Lo cierto es que la sauna era una especie de iglú hecho de
ramas y plásticos, con un agujero en el centro donde colocar gruesas piedras
calizas ardientes en un fuego anexo.
En primer lugar, se metieron Veronyka y sus tres hijos. El
anfitrión y yo, llenábamos de agua un depósito exterior conectado con una ducha
al aire libre. Tras un buen rato, vi salir totalmente desnudos a Veronyka y su
prole, a pies descalzos en dirección a la glacial ducha. Parecía una perdiz
huyendo del peligro con sus perdigones. Fue una mirada tan fugaz como
involuntaria. Por respeto, volví mi cara al paisaje lejano, pero mi mente ya
procesaba el camino que más tarde debería yo seguir.
Cuando llegó nuestro turno, el cosaco se puso en bolas y me
dio vergüenza entrar con mi bañador puesto en aquél huevo de plástico y fuego.
Minutos después, ambos sudábamos como cosacos, hablando algo parecido al inglés
en tierras rusas, en la mitad de una colina, ornada de puñeteras ortigas. La
situación era bastante cómica e imprevista. Nunca habría imaginado estar
sudando en bolas, sobre un tarugo de madera, con un ruso y para más señas, con
un estrambótico gorro de gruesa y espesa lana similar al capuchón con el que se
apagaban los cirios en las catedrales mi niñez.
Salí en bolas, sorteando piedras y ortigas con mis pies
desnudos y me di una ducha de asesina agua helada. La noche extendía su negro
manto. Mientras, me vestía apresuradamente no ya por el frío, sino por mi
vulnerable situación. Una vaca mugió con fuerza; di un respingo y terminé de
cubrir mis “partes nobles”.
Entré y me calenté en el hogar de la casa. Superada la
prueba, con más vergüenza que frío, esperé el momento de retornar a la casa de
mi familia. Fue un largo paseo nocturno de linterna en la frente a través de
negros campos, con la pequeña Tasya a mis hombros.

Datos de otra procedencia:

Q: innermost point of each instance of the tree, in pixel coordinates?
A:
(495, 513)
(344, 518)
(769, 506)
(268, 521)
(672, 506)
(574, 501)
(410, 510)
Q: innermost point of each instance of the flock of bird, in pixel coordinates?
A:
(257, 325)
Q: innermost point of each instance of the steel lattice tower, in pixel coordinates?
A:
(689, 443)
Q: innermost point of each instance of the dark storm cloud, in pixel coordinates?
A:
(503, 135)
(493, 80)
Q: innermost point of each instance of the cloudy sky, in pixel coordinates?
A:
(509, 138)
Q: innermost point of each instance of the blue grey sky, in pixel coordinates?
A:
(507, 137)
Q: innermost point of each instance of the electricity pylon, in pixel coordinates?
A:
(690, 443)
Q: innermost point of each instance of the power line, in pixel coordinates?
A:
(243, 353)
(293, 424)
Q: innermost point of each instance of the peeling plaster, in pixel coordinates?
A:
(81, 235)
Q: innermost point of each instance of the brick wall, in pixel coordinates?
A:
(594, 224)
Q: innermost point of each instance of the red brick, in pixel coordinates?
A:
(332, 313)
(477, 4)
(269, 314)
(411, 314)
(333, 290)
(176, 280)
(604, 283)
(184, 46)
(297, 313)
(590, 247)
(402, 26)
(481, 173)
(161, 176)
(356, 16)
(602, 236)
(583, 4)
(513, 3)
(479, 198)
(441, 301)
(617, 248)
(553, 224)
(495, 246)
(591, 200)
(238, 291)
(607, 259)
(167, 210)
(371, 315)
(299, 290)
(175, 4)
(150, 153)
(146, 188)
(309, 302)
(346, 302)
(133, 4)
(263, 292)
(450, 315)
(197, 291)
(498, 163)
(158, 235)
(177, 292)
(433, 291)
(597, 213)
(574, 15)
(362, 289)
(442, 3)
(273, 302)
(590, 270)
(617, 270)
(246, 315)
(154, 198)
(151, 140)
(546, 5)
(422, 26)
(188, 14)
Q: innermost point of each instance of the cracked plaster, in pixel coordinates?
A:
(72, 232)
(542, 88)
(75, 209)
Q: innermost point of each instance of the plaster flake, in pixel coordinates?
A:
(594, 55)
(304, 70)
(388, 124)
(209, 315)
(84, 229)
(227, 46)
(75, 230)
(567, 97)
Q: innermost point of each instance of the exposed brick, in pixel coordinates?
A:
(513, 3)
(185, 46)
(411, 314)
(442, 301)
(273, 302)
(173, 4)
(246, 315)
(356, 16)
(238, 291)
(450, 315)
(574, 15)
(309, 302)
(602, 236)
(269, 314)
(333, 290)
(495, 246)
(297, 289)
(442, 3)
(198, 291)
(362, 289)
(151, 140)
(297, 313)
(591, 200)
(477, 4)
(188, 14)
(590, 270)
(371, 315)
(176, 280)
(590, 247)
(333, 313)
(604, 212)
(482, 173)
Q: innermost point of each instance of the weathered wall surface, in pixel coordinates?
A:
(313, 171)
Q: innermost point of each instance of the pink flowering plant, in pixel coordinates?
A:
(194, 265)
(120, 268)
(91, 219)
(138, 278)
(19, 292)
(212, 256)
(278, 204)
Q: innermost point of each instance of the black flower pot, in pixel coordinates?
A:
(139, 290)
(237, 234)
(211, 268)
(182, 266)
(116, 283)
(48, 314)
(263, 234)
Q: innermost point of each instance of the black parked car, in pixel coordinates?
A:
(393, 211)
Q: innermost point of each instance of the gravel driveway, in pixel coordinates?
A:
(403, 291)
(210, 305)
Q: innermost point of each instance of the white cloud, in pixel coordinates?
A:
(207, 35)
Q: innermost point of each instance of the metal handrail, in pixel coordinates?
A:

Ya en casa, desprovisto de la ropa humedecida del camino, me
metí en la cama y me propuse terminar el Umbral de la Tierra, con el Ipad que
mis queridos ex compañeros de trabajo me habían regalado meses atrás, tras
recuperar la libertad laboral.
Hoy es mi último día en la aldea y mañana saldré para
Krasnodar e Istambul. Me esperan nuevas vivencias y posiblemente, nuevas
crónicas. Mientras, pienso en la oferta de viaje que mis amigos franceses y
bielorrusos me han hecho: Lituania, Letonia, Estonia, Rusia y Bielorrusia. Tal
vez, cuando pasado un tiempo y haya disfrutado nuevamente de mi bañera, valore
esta nueva oportunidad, pero hoy por hoy, pienso en la americana expresión
Home, sweet home.
En las colinas de una aldea cosaca, a 17 de octubre de 2014.